A PROJECT that helps older people stay independent at home and leave hospital more quickly has been extended into this autumn at the Royal Gwent.

And another that speeds up assessments of elderly and frail patients in emergency and assessment units at the Royal Gwent and Nevill Hall Hospitals - also with speedier discharge the aim - has begun.

The ‘Hospital to Healthier Homes’ winter scheme, ran from 10 Welsh hospitals, including the Royal Gwent, to support the safe discharge of vulnerable older people from hospital, focusing on preventing re-admissions by assessing the ‘health’ of patients' homes and enabling improvements to support health and wellbeing.

A dedicated case worker based at each hospital can enable practical adaptations to patients' homes and their discharge from hospital. They also offer practical support and advice on issues such as access to financial support, and can refer patients at risk of isolation or loneliness into local community clubs or groups.

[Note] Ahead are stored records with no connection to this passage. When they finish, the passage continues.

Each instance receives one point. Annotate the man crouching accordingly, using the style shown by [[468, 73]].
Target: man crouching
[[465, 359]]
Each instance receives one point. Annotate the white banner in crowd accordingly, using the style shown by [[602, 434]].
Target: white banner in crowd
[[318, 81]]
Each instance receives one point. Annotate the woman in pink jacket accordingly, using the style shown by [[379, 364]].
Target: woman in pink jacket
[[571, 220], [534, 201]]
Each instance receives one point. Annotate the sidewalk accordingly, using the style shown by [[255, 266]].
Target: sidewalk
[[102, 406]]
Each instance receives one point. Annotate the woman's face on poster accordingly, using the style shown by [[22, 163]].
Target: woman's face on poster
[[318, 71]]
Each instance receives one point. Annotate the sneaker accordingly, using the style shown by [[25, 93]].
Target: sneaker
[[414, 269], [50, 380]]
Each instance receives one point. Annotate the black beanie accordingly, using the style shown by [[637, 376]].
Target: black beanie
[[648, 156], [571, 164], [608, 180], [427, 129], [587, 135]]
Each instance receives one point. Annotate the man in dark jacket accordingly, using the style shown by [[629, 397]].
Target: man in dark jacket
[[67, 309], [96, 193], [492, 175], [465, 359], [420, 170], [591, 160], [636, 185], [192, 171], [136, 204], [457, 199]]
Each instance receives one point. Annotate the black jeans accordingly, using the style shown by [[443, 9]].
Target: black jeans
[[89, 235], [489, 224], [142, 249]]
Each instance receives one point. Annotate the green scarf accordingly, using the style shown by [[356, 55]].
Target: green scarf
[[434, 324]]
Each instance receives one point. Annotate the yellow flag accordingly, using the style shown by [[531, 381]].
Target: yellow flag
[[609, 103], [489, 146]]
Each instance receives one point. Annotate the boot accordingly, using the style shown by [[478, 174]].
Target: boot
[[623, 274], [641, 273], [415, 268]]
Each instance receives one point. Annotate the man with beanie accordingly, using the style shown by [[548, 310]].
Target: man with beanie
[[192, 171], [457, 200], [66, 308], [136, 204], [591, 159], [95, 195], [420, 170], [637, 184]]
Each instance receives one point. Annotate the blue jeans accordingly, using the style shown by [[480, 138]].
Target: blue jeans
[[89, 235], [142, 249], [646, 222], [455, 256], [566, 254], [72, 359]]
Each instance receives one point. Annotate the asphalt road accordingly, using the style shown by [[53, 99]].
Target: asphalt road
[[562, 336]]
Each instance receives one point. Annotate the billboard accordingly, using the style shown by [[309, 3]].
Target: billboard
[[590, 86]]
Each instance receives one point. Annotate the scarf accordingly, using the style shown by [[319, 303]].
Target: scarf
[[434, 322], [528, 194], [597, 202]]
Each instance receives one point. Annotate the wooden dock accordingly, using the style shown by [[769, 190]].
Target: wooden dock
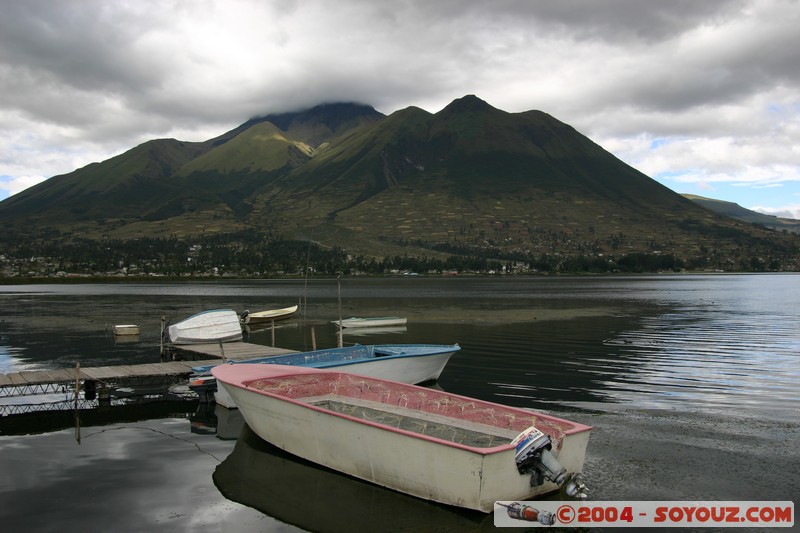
[[39, 381]]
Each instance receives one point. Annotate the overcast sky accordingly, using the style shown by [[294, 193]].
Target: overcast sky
[[702, 95]]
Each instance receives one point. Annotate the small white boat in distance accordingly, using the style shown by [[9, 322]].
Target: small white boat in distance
[[126, 329], [421, 441], [216, 325], [374, 322], [409, 363], [262, 317]]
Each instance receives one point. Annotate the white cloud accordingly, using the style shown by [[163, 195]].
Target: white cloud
[[702, 90]]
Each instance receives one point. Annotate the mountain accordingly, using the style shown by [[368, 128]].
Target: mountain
[[468, 180], [733, 210]]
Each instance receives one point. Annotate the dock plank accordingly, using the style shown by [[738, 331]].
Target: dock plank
[[236, 351]]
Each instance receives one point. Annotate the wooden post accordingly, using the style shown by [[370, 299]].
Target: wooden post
[[77, 397], [163, 325], [339, 294]]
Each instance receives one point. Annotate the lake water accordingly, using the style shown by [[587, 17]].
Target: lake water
[[704, 348]]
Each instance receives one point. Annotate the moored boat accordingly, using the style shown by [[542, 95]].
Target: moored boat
[[263, 317], [421, 441], [408, 363], [216, 325]]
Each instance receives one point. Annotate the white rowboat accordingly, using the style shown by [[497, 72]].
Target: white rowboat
[[262, 317], [217, 325], [421, 441], [409, 363]]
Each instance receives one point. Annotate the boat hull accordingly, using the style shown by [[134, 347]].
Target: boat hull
[[411, 369], [265, 317], [219, 325], [424, 466]]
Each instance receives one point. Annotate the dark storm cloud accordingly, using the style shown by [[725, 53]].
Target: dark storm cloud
[[82, 80]]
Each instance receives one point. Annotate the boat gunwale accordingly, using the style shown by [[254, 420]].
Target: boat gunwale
[[444, 350]]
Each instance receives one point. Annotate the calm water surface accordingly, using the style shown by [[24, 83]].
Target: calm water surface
[[705, 341], [703, 370]]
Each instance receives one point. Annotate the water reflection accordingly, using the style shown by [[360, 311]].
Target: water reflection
[[699, 342]]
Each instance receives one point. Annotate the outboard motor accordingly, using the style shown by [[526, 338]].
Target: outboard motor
[[533, 457], [518, 511]]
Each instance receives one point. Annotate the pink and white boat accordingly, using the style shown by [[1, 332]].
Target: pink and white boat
[[421, 441]]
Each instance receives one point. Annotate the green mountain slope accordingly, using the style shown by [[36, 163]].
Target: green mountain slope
[[470, 179], [733, 210]]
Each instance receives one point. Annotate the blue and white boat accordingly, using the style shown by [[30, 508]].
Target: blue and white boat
[[406, 363]]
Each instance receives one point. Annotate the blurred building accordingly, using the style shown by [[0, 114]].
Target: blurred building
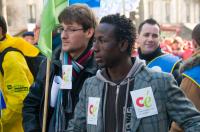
[[175, 16]]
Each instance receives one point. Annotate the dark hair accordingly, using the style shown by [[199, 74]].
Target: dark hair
[[196, 33], [79, 13], [149, 21], [3, 25], [124, 28]]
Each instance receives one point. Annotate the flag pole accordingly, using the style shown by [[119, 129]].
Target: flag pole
[[45, 113]]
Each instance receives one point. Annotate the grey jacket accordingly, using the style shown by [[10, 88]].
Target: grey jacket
[[170, 101]]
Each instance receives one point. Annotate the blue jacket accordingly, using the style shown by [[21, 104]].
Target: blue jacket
[[170, 101]]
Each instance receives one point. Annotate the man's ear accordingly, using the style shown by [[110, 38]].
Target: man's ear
[[123, 46], [89, 32]]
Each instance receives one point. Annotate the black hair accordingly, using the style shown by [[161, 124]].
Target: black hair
[[196, 33], [3, 25], [149, 21], [124, 28]]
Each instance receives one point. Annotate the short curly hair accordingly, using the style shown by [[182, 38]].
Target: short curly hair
[[150, 21], [124, 28]]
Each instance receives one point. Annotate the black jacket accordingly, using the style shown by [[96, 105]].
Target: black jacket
[[34, 102]]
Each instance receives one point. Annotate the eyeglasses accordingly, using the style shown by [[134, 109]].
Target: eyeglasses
[[69, 30]]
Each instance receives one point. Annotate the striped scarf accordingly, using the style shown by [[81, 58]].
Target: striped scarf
[[77, 67]]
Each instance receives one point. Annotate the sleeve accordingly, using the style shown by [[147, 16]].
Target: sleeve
[[17, 79], [78, 123], [177, 74], [180, 109], [32, 102]]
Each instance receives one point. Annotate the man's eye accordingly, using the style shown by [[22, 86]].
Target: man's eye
[[154, 35]]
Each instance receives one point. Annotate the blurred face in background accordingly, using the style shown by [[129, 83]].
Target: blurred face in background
[[74, 38], [29, 38], [148, 38]]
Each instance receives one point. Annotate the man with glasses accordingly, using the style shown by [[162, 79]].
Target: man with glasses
[[76, 57]]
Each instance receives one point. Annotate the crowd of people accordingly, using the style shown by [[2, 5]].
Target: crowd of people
[[104, 77]]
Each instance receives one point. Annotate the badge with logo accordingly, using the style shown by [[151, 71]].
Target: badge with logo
[[93, 107], [66, 77], [144, 102]]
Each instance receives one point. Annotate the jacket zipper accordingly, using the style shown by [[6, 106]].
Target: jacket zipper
[[116, 111]]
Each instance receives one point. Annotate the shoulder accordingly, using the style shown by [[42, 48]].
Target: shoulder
[[14, 56], [150, 74]]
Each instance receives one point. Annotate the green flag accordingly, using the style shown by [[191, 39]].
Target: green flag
[[49, 19]]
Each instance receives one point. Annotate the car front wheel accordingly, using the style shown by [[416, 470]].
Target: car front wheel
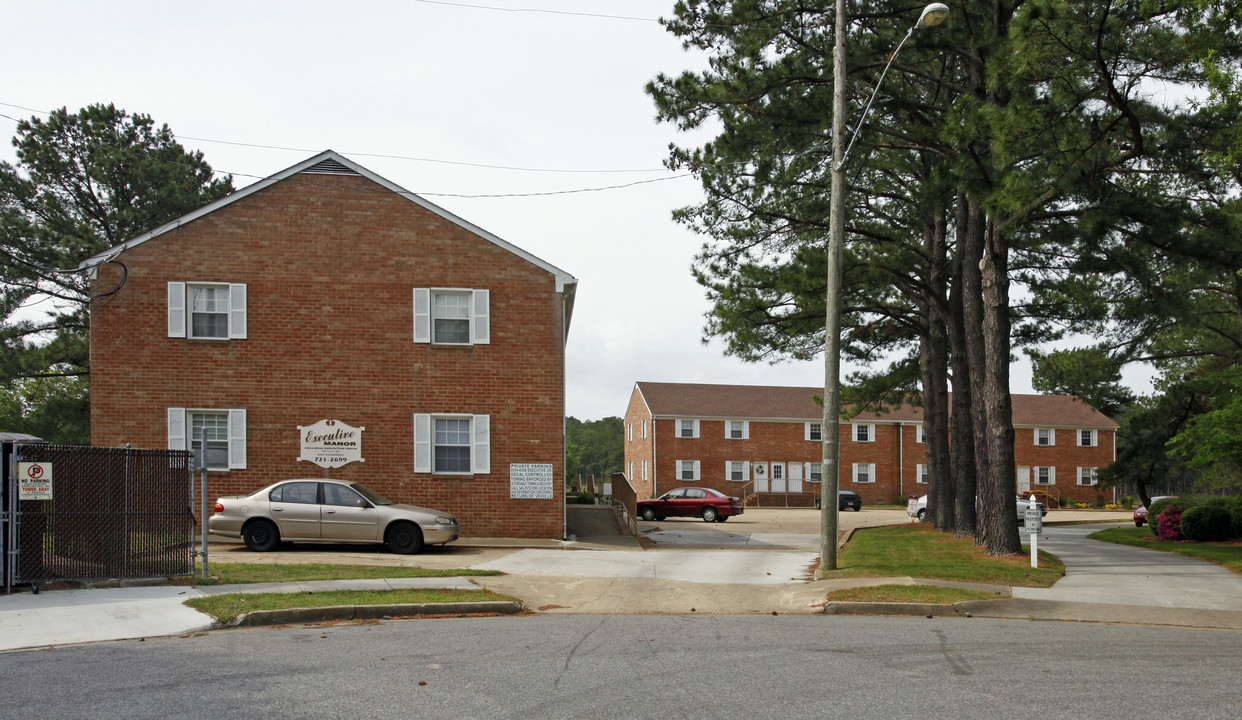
[[404, 538], [261, 536]]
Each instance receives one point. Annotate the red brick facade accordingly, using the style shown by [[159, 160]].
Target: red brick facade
[[329, 257], [881, 459]]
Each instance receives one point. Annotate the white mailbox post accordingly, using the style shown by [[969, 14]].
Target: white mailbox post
[[1033, 523]]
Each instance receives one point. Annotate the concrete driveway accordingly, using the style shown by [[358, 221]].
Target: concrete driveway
[[1104, 572]]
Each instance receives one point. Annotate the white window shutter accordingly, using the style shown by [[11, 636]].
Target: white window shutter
[[176, 427], [422, 322], [481, 318], [237, 310], [421, 443], [176, 313], [482, 445], [236, 440]]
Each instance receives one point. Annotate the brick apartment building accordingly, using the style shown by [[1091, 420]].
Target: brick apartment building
[[765, 443], [326, 304]]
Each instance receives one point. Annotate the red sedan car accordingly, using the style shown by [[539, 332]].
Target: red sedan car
[[704, 503]]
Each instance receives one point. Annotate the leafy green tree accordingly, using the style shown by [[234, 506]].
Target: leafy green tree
[[46, 407], [595, 447], [83, 181], [1028, 123]]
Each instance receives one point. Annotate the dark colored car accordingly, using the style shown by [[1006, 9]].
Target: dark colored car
[[846, 500], [704, 503]]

More than 600 people were referred from mid-January to March 31, with 628 home improvements and 320 means tested benefit assessments ensuing. The scheme has been extended to September, with £370,000 extra funding.

Meanwhile the health and social care project Homefirst aims to transform the way patients are assessed when they first arrive at the 'front door' of the Royal Gwent and Nevill Hall Hospitals.

For many elderly and frail people, admission is inevitable when they are taken to emergency departments or assessment units, and returning home can be difficult, especially if those stays are extended.

Homefirst sees Gwent councils working with medical staff at the Royal Gwent and Nevill Hall to support those who are admitted to go home quickly.

Instead of each council sending its own care assessor to evaluate a patients' needs, a team of assessors works across all councils. They can decide whether a patient is fit for discharge and what supporting care package is needed.

They can start new packages of care or re-activate existing ones; they can offer advice on discharge or refer to community services like Community Connectors or frailty teams. They work collaboratively with clinicians and help cut admissions made for social, rather than medical reasons.